Le texte décrit ce que nous faisons au quotidien et rend les pratiques opposables   », estime Gilles Bonnefond, président de l’USPO, suite à la publication le 1er décembre au Journal officiel de l’arrêté relatif aux bonnes pratiques de dispensation des médicaments au comptoir et en ligne. Même ressenti chez Jean-Luc Fournival. Le président de l’UNPF estime néanmoins que si ce texte «   pousse la profession à l’excellence, il est, sur certains points, flou voire dangereux pour le pharmacien   ». En effet, l’arrêté comporte quatre dispositions qui nécessitent une clarification.

L’intérêt du patient, quèsaco ?

Dans la partie détaillant « les différentes étapes du processus de dispensation » (point 2 du texte), l’arrêté écrit que «   lorsque l’intérêt de la santé du patient lui paraît l’exiger, [le pharmacien] peut dispenser la quantité minimale nécessaire pour assurer la continuité du traitement et permettre au malade d’obtenir une prescription valide   ». Que signifie exactement «   l’intérêt de la santé du patient   » et comment le pharmacien le détermine-t-il ? «   Il n’y a pas de définition de l’intérêt de la santé du patient. C’est au pharmacien de l’évaluer à travers ses questions au patient et l’historique des traitements, s’il en dispose. Le pharmacien doit pouvoir déterminer ce qui correspond à un besoin réel ou à une demande illégitime du patient   », répond Gilles Bonnefond. «   Ce point laisse au pharmacien le choix de prendre des risques ou pas, car je n’ai pas de définition de “l’intérêt de la santé du patient”. Au pharmacien d’inventer une méthodologie pour l’évaluer », estime Jean-Luc Fournival. Quant à la quantité minimale à dispenser, selon Gilles Bonnefond, il s’agit du plus petit conditionnement permettant au patient d’avoir le temps d’obtenir une ordonnance. «   Il faut néanmoins distinguer un traitement pour une pathologie chronique d’un traitement d’urgence. Dans le cas d’une maladie chronique, on peut dispenser une boîte ou un mois de traitement, les textes le précisant déjà   », juge Jean-Luc Fournival. Attention cependant au refus de délivrer certains traitements pour des pathologies à risques (Ventoline par exemple). Les hypnotiques et les anxiolytiques sont-ils concernés ? «   Le pharmacien doit évaluer la situation dans le cas des anxiolytiques, il vaut mieux expliquer au patient lors d’une première délivrance que ce genre de situation doit être évité. Pour les hypnotiques, les prescriptions sont d’une durée limitée. Le patient ne doit pas se retrouver dans une situation de dépannage   », précise le président de l’USPO. Jean-Luc Fournival est encore plus tranché : «   Le pharmacien doit rester dans la loi, il ne doit pas prendre la responsabilité de délivrer des hypnotiques et des anxiolytiques   ».

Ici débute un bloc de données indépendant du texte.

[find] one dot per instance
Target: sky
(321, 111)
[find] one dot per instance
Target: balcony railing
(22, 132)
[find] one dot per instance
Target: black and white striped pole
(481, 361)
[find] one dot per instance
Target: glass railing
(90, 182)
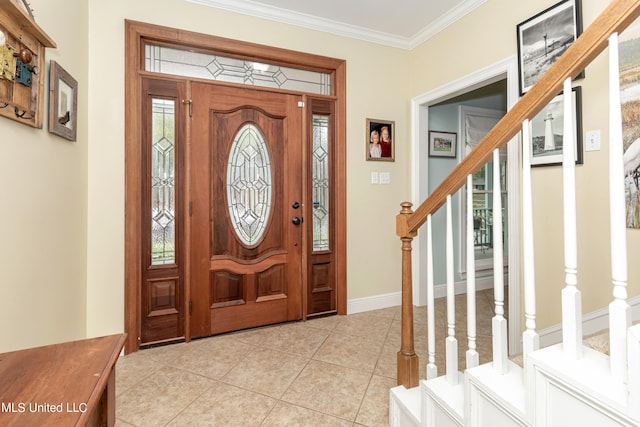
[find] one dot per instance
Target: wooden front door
(246, 209)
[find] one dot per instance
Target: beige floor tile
(266, 371)
(213, 357)
(225, 405)
(330, 389)
(134, 368)
(166, 354)
(255, 336)
(350, 351)
(296, 338)
(375, 406)
(328, 323)
(285, 414)
(365, 325)
(327, 371)
(160, 397)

Dispensation de stupéfiants : attention au risque de dérive

« S’agissant des stupéfiants, si la prescription par un professionnel de santé établi à l’étranger ne comporte pas toutes les spécifications techniques requises, le pharmacien est autorisé à dispenser la quantité minimale nécessaire pour assurer la continuité du traitement et permettre au malade d’obtenir une prescription respectant ces conditions   », mentionne le texte. Le président de l’UNPF est clair : «   Le texte est dangereux. Les règles sont strictes sur les stupéfiants. Il peut y avoir des risques de dérive ou de trafic. Comment peut-on vérifier l’identité d’un prescripteur étranger ? La molécule et les doses prescrites correspondent-elles aux prescriptions françaises ? Cela ne tient pas la route. Je recommande de s’abstenir dans ce cas !   ». Pour Gilles Bonnefond, la prudence est aussi de mise, même s’il recommande au pharmacien de vérifier l’identité du prescripteur et d’évaluer la situation. Par exemple, si le patient peut prouver qu’il a un traitement de fond.

En cas de rupture de stock, communiquer avec le médecin

Autre point qui mérite des éclaircissements : «   Si le pharmacien délivre un médicament autre que celui prescrit, en situation d’urgence, il en informe le prescripteur dans les meilleurs délais.   » Quels médicaments sont concernés dans ce cas spécifique ? Selon les deux présidents, il s’agit notamment des situations de rupture de stocks. «   Le pharmacien peut proposer un autre médicament dans la même classe thérapeutique et informer le médecin avant ou après la délivrance, par exemple pour les antibiotiques   », explique Gilles Bonnefond. Jean-Luc Fournival a le même raisonnement, mais préconise une conciliation médicamenteuse avec le médecin (antibiotiques, anti-inflammatoires…) et la prudence avec certains traitements, comme ceux des cardiopathies.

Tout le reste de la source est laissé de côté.